Every “Texas Chainsaw Massacre” (TCM) movie is terrible. Spanning from the original to the 2022 Netflix release and taking a tiny reprieve for “Texas Chainsaw Massacre 2” (1986), which is arguably watchable, the series has always been awful. I state this to be clear that I came into “Texas Chainsaw Massacre” (2022) from a place of unrelenting anger and cynicism. My review may thus be overly harsh.
This “Halloween Kills” lookalike follows a group of young people, 40 years after the original massacre took place, as they attempt to gentrify a rundown Texan town. That is genuinely the plot. Five Gen Z/Millennials buy an entire town in order to sell it to influencer chefs but then Leatherface kills them all. Any further facade of plot or character was utterly contrived and despicably underwritten. But that is not what matters in this criticism. No “TCM” movie has ever claimed to be driven by anything other than violence and mindless entertainment. Audiences who, for some ungodly reason, enjoy this series, do not enjoy it for its thoughtful character studies and low concept structure. They enjoy watching the big man with a spooky gross face chainsaw a screaming half-naked woman whose name was maybe said once.
Despite my biases, I am a slasher fan, so I do understand what makes these movies entertaining. The key is in the creativity. Which, in all honesty, “TCM” (2022), the eighth iteration, had a bit of. The original “TCM” (1974) was, in many ways, the original 70s slasher, and thus the basis for the more famous 80s slashers. No “TCM” (1974) means no Freddie, Jason, Michael or Chucky. The original had a clear directorial vision. It reveled in grime and sleaziness. It was a true grindhouse picture made by lovers of the widely dismissed and scorned genre, in order to make its audience uncomfortable as well as terrified. I respect the original and appreciate its importance in a genre I hold so dearly, but the sadistic levels of sexism and ableism throughout make it unwatchable. “TCM” (2022) is not ableist or sexist, but it also does not have any apparent directorial vision nor the saving charms or inspiring nature of an authentically low-budget sleazy slasher.
All this Netflix release has going for it is gore—a lot of gore used in ways not often seen. Directors like Ari Aster have normalized sitting in images of unfiltered body horror and yet still, the vast majority of low-brow high-budget horror shy away from it, either because of a lack of imagination or fear of polarizing their audience. They may show a stab wound and blood pouring out of a victim’s mouth, but few have the braves or facial prosthetic ability to show a skinless face, a mouth doubled in length via sharp instrument or even a beheading. “TCM” (2022) was not afraid. Chainsaws do not result in neat pretty deaths, and heads with the faces cut off, equally staples of the series, are nasty. A lot of people die in this movie, often in quick succession, and for a film that otherwise does not have a unique or inventive bone in its body, these deaths occurred in ways rarely seen. They were simultaneously quick, violent and well thought out. No matter how painful and asinine the rest of “TCM” (2022) may be, it showed gore not just often but imaginatively, in both methods of kill and bodily mutilation.

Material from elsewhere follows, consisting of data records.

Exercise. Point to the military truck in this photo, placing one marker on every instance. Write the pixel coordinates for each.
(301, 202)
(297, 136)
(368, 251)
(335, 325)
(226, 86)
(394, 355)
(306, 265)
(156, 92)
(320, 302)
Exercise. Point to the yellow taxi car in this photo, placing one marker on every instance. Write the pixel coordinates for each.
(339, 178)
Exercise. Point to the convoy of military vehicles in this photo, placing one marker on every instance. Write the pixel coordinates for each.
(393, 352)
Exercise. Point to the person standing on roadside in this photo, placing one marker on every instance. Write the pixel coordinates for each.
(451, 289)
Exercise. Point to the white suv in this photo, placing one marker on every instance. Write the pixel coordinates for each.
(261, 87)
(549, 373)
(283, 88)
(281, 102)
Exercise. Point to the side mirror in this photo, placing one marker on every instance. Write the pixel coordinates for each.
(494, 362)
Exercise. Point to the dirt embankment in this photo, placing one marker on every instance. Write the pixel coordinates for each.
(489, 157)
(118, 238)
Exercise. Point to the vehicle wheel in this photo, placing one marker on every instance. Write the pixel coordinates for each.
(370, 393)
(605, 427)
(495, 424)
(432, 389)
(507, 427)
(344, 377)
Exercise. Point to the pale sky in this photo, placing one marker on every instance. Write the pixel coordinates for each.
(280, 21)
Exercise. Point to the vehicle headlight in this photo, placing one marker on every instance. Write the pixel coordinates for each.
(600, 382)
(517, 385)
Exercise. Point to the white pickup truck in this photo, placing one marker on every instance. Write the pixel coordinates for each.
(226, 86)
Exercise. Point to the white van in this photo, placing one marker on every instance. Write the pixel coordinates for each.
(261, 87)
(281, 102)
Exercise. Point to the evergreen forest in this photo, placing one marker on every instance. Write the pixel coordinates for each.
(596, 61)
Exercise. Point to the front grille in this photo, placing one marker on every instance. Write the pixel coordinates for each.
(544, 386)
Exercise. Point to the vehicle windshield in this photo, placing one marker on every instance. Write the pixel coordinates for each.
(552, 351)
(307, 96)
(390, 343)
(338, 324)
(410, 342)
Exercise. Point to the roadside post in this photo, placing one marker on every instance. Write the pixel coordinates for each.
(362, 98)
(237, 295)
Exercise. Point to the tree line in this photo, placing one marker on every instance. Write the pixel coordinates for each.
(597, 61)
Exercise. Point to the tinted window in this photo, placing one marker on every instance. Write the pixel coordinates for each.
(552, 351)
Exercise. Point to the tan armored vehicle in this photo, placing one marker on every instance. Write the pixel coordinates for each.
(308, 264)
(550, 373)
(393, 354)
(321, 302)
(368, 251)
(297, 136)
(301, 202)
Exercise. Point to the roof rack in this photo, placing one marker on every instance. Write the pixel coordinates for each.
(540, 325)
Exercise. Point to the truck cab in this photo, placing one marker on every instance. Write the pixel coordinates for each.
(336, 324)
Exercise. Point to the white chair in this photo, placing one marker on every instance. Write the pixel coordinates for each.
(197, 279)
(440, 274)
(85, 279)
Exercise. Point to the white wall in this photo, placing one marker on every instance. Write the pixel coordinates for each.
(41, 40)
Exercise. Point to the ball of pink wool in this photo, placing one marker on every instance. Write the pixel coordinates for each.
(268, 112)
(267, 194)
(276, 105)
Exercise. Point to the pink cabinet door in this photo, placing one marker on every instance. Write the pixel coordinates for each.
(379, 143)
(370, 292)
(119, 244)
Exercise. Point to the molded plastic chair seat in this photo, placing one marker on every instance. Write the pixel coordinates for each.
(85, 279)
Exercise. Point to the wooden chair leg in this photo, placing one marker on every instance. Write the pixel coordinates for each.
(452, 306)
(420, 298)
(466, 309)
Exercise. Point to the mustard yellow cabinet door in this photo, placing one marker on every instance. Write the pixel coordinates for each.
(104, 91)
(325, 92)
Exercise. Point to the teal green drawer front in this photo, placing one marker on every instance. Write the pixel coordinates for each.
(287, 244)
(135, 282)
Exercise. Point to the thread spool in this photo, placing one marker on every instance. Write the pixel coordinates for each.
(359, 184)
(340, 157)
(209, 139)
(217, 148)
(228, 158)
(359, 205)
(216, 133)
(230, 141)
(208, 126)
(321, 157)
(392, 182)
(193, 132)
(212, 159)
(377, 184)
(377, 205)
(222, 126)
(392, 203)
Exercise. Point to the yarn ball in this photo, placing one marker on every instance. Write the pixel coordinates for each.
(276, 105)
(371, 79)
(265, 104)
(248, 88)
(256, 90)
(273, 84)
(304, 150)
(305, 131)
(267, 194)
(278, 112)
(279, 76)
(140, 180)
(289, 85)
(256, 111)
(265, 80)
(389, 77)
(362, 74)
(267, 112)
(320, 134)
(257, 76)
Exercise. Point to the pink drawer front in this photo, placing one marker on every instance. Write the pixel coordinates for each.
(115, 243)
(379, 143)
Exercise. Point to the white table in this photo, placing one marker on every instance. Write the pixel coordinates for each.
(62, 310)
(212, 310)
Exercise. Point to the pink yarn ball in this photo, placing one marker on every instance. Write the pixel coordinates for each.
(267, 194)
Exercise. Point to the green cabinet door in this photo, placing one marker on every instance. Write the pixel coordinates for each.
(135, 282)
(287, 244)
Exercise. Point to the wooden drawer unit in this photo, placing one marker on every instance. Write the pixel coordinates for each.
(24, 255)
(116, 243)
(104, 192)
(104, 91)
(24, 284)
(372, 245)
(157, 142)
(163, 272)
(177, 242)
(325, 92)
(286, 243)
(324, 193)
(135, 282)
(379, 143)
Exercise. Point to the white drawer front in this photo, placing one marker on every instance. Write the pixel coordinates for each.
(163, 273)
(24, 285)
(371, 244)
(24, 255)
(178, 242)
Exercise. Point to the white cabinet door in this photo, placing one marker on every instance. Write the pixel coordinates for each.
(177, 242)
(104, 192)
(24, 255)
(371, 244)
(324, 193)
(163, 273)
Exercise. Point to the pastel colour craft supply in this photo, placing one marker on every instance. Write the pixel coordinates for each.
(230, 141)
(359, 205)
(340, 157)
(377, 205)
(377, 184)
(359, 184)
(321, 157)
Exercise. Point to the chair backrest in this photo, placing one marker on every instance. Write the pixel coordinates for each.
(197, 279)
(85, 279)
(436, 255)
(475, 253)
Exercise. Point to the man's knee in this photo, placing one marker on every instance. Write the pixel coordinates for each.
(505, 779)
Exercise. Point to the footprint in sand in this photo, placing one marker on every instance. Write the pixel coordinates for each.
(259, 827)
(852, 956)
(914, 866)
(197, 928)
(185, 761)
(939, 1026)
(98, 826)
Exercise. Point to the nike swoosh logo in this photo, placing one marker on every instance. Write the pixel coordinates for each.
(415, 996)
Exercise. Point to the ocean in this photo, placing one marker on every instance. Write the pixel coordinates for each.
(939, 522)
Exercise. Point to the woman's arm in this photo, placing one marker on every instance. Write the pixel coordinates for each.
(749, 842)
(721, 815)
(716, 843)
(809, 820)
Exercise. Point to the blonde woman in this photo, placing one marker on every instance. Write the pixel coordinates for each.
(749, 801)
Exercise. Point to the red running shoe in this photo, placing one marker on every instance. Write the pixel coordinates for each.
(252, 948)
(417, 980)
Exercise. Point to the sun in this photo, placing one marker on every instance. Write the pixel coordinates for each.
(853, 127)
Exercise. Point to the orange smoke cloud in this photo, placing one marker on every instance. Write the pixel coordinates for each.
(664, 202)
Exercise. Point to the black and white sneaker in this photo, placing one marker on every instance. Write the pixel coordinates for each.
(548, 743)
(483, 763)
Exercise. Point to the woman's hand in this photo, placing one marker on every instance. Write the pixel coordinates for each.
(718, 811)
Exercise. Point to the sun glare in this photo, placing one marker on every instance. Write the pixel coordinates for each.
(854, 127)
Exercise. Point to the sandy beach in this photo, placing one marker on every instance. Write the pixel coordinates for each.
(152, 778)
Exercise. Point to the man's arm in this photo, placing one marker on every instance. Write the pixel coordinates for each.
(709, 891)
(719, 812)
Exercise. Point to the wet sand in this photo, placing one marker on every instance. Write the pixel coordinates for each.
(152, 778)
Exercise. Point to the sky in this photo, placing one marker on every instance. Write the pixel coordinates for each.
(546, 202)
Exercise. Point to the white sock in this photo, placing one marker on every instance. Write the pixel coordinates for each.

Any fans, or begrudging viewers, of the past “TCM” films, will be confused to scrub through this supposed sequel and find no mention of the Sawyer family. The Sawyer family, or the Hewitt family in the early 2000s “TCM” remake, are the cannibalistic extended family of Leatherface. They are integral to the premise and horror of the past movies. At first, the original movies present Leatherface as a singular evil force, but it slowly becomes clear his insidious intentions span a dangerously large group of people. The protagonists are surrounded by the Sawyer family, and gruesome death begins to feel inevitable. It is terrifying. But the Sawyers were not in “TCM” (2022). Leatherface’s entire established backstory was changed and replaced with nothing of substance. The unstoppable murderous force really is just him, a human man. Leatherface and the Sawyers have been minimized into every other human slasher. They have become another Michael Myers clone.
A further similarity between this film and the newer films in the “Halloween” franchise is its feckless attempt at morality. “TCM” (2022) managed the most inarticulate, muddled, insensitive anti-gun violence message I have ever seen. The only reason I have any confidence this was in fact the intended message, as it gets utterly forgotten and even undermined about halfway through the movie when guns are shown to be the only thing that can fight off Leatherface, is the youngest character, Lila (Elsie Fisher), is a survivor of a school shooting. She is shown early in the movie having traumatic flashbacks at the sight of a gun, but by the end, she wields one without much thought. Still, the director insists he made an anti-gun violence movie. When dealing with a topic as real and somber as school shootings, one must tread so carefully in order to not end up using the deaths of dozens of teenagers as shock value. “TCM” (2022) had no such grace.
This film was unpleasant, senseless and bad for the series as a whole, but it was entertaining and gorey enough to be worth a hate-watch.